Alexandre often uses this analogy to help people understand how his Citadelle gin is distilled versus almost every other gin on the market. Because Citadelle is crafted in small copper pot stills with beautiful low swan necks OVER AN OPEN FLAME. Or a naked flame, as we like to say.
Citadelle gin is distilled in exactly the same way it was originally distilled in 1775.
Historically, all spirits at the time were distilled this way. But as the Industrial Revolution struck, people chose the easier and more care-free steam heating method. Why? Because ‘cooking’ on a naked flame came with great risk – when the flame came too close to alcohol it would ignite and entire distilleries frequently burned to the ground. So people turned to steam distillation and either enrobed their pot still in what’s called a ‘steam jacket’ or placed a steam heat exchanger inside the pot still. Easier? Certainly. Safer? Definitely. Cheaper? Yes. So why not make Citadelle this way? For a very simple reason – naked is better!
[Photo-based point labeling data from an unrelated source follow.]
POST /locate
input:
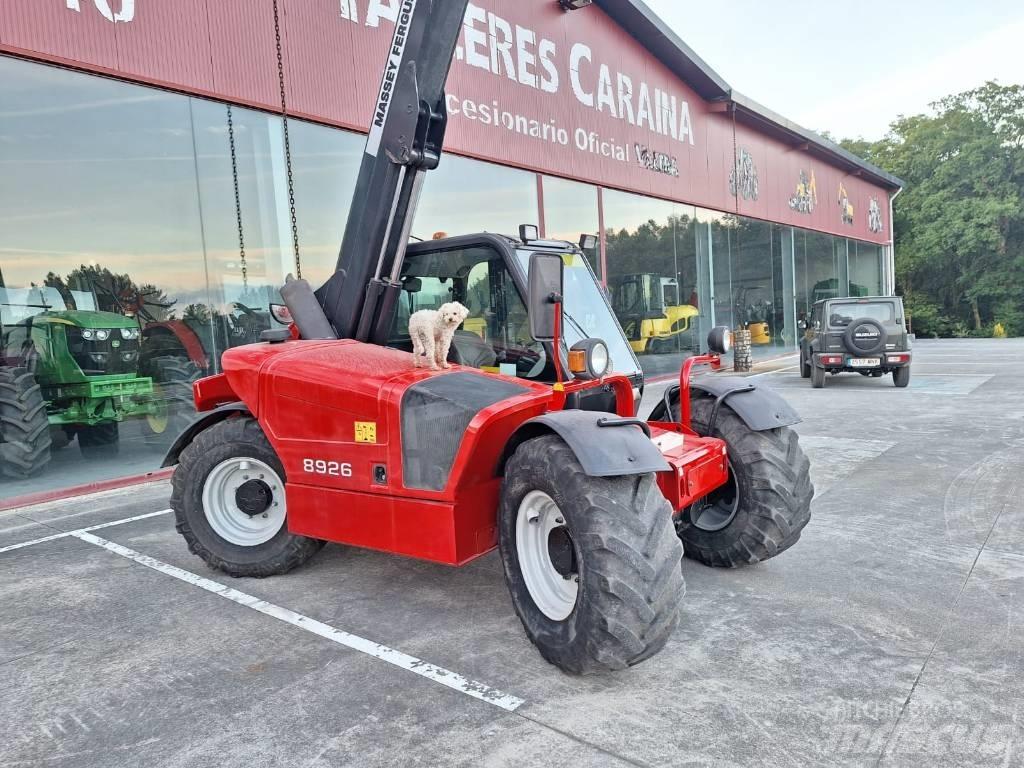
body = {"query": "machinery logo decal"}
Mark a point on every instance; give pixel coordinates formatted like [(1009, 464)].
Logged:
[(656, 161), (390, 77), (845, 206), (807, 195), (366, 431), (875, 216), (743, 179), (126, 13)]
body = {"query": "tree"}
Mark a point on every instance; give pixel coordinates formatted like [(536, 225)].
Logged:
[(960, 222)]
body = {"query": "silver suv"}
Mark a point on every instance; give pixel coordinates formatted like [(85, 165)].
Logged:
[(862, 334)]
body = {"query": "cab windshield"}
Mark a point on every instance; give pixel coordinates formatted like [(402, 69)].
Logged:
[(587, 311), (496, 335)]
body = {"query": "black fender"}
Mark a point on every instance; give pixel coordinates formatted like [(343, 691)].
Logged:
[(203, 422), (760, 408), (607, 445)]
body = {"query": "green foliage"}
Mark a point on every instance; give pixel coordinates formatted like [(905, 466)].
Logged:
[(960, 222)]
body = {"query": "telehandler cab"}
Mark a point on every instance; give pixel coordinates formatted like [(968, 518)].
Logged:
[(529, 442)]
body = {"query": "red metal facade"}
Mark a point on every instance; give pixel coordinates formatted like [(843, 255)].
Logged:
[(566, 83)]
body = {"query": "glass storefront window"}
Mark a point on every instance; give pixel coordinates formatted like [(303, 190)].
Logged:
[(652, 278), (248, 235), (144, 232), (865, 268), (101, 240), (570, 210), (326, 164)]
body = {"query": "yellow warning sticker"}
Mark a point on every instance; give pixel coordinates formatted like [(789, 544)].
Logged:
[(366, 431)]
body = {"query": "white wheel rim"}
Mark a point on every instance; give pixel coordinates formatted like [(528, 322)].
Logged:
[(552, 592), (222, 512)]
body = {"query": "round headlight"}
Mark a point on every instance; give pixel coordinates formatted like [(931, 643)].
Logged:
[(589, 358)]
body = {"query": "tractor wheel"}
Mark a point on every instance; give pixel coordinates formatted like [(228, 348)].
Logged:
[(172, 403), (817, 376), (25, 430), (766, 503), (98, 441), (227, 494), (592, 563)]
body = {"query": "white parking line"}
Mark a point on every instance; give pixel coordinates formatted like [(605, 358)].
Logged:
[(383, 652), (82, 530)]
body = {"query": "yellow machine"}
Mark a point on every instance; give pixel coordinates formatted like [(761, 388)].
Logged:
[(652, 316), (759, 333)]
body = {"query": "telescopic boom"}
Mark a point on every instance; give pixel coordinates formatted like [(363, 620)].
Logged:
[(406, 138)]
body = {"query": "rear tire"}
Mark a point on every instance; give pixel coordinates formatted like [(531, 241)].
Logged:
[(766, 504), (817, 376), (262, 545), (25, 430), (615, 538), (98, 441)]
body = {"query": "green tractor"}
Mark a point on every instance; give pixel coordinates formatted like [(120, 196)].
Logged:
[(67, 372)]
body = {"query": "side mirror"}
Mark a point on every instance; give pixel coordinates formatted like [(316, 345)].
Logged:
[(720, 340), (545, 290)]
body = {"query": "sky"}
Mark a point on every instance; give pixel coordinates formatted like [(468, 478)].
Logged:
[(850, 68)]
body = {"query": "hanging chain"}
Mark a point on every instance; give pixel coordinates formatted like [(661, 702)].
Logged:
[(288, 144), (238, 200)]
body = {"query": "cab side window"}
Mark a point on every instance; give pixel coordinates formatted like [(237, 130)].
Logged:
[(496, 335)]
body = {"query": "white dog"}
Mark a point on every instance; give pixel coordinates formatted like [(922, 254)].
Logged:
[(431, 331)]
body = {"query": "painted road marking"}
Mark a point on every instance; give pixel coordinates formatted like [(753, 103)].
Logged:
[(82, 530), (412, 664)]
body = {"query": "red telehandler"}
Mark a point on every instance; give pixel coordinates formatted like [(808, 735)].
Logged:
[(528, 442)]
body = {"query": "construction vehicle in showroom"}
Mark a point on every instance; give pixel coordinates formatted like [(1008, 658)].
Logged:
[(67, 371), (654, 320), (326, 432)]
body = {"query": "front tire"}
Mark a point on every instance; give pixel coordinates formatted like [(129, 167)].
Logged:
[(227, 494), (25, 429), (592, 563), (765, 505)]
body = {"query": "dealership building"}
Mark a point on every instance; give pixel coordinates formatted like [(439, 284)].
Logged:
[(171, 161)]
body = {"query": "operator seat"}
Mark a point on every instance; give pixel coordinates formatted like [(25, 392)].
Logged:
[(469, 349), (306, 310)]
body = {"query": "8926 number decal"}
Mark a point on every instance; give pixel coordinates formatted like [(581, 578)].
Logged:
[(323, 467)]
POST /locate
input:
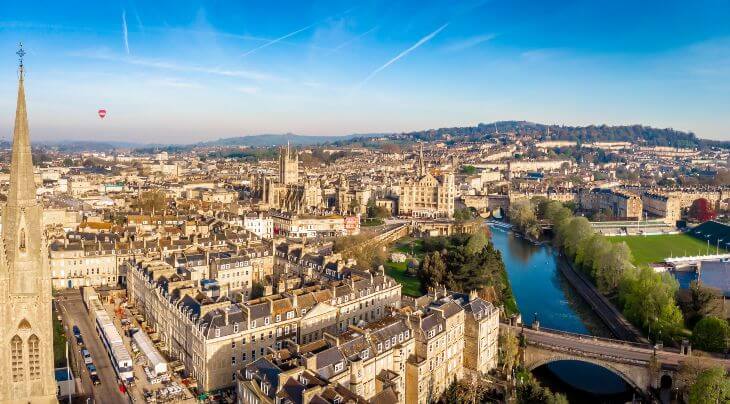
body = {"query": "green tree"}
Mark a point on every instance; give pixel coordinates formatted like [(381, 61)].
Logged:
[(432, 271), (463, 214), (477, 241), (610, 266), (712, 386), (576, 230), (711, 334), (152, 201), (257, 290), (530, 391), (509, 351), (648, 301)]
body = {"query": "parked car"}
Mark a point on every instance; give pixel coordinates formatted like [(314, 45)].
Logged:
[(87, 356), (91, 368)]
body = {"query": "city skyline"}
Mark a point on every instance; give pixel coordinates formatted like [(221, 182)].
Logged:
[(189, 72)]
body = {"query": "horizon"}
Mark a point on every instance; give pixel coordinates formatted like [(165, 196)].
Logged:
[(175, 73)]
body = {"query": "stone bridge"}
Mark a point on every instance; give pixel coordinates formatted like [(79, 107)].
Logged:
[(630, 361)]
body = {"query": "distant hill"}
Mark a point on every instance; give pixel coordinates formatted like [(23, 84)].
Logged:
[(584, 134)]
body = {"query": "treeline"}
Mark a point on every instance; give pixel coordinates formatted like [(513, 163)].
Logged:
[(583, 134), (464, 263), (647, 298)]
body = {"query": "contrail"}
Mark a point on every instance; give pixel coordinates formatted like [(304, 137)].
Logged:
[(273, 41), (342, 45), (404, 53), (124, 31)]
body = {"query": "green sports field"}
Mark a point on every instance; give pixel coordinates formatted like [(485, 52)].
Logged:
[(648, 249)]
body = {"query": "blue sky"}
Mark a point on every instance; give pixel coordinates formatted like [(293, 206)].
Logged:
[(183, 71)]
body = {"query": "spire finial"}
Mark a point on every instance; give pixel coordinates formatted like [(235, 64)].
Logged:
[(20, 53)]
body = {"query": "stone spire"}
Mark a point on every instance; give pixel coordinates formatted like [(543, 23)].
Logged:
[(22, 185), (421, 162), (25, 279)]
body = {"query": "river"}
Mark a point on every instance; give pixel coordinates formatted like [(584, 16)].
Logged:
[(541, 289)]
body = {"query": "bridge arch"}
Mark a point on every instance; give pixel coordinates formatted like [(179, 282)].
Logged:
[(624, 375)]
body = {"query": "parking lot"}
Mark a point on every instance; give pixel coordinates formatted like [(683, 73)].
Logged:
[(73, 312)]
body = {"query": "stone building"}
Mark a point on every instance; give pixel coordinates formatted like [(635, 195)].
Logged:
[(26, 335), (426, 195), (214, 337), (619, 204)]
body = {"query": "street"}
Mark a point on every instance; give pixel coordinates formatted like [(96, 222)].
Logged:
[(73, 312)]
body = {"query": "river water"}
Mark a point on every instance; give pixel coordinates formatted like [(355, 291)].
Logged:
[(541, 290)]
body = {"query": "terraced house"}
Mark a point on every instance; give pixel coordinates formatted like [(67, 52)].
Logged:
[(214, 337)]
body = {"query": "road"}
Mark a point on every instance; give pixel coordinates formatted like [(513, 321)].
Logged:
[(615, 321), (73, 311), (591, 346)]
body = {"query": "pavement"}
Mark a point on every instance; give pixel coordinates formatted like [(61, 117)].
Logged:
[(73, 312), (595, 346)]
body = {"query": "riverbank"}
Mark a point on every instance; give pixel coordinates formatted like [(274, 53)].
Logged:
[(539, 286)]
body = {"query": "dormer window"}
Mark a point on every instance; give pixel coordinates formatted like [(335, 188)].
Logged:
[(21, 240)]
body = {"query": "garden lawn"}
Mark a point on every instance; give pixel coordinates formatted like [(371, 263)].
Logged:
[(411, 285), (648, 249)]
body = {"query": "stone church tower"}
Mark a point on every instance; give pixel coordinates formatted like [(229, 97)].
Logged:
[(288, 166), (26, 329)]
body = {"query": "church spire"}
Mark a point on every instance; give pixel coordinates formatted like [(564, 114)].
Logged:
[(421, 162), (22, 184)]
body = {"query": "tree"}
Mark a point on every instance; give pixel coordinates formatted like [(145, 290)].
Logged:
[(150, 201), (465, 391), (510, 350), (378, 212), (477, 241), (576, 230), (711, 334), (462, 215), (648, 301), (257, 290), (522, 215), (610, 265), (712, 386), (703, 301), (701, 210), (529, 390)]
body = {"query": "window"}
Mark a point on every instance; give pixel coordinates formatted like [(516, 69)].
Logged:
[(21, 238), (16, 358)]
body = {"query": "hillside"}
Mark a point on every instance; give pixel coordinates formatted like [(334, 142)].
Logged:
[(584, 134)]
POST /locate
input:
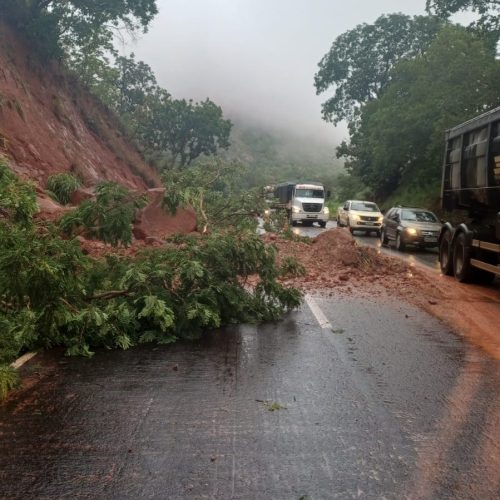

By distilling over an open flame, the distiller has much greater control over the amount of heat applied and uses this control to actually create a caramelization at the bottom of the pot still, like a steak in a skillet. What does this caramelization do? It gives the spirit a very unique texture and great mouthfeel by producing certain essential oils that can only be found with naked flame distillation. Distilling gin on an open flame requires a deft touch and far more attention than a column still or steam distillation. It also means the gin is made in smaller batches, one cask at a time, allowing the master distiller to precisely discard the ‘heads’ and ‘tails’ of the distillation, and only keeping the precious, flavorful ‘heart’ of the distillation.
The result is a carefully crafted gin, made from whole grain wheat, natural spring water and infused with 19 botanicals that when intermingled allow the complex flavors to create a subtle bouquet with aromas of juniper and citrus.
Thanks to its unique distillation method, Citadelle is elegant, soft and smooth on the palate, with a long aftertaste that expresses its aromatic complexity. It has a subtle bouquet with aromas of juniper and citrus. At 44% alcohol/volume and 88 proof, it achieves the perfect balance between intensity and finesse.
Alexandre Gabriel began to study the distillation methods used to make genever – the French ancestor of Gin. He hired a scholar to help him rummage through a century-old archive in a medieval city in Dunkirk, France. Here they found some incredible things including notes on ancient distillation methods to make gin (some as old as 250 years). They refreshed the ingredients to perfect the taste – and Citadelle Gin was born.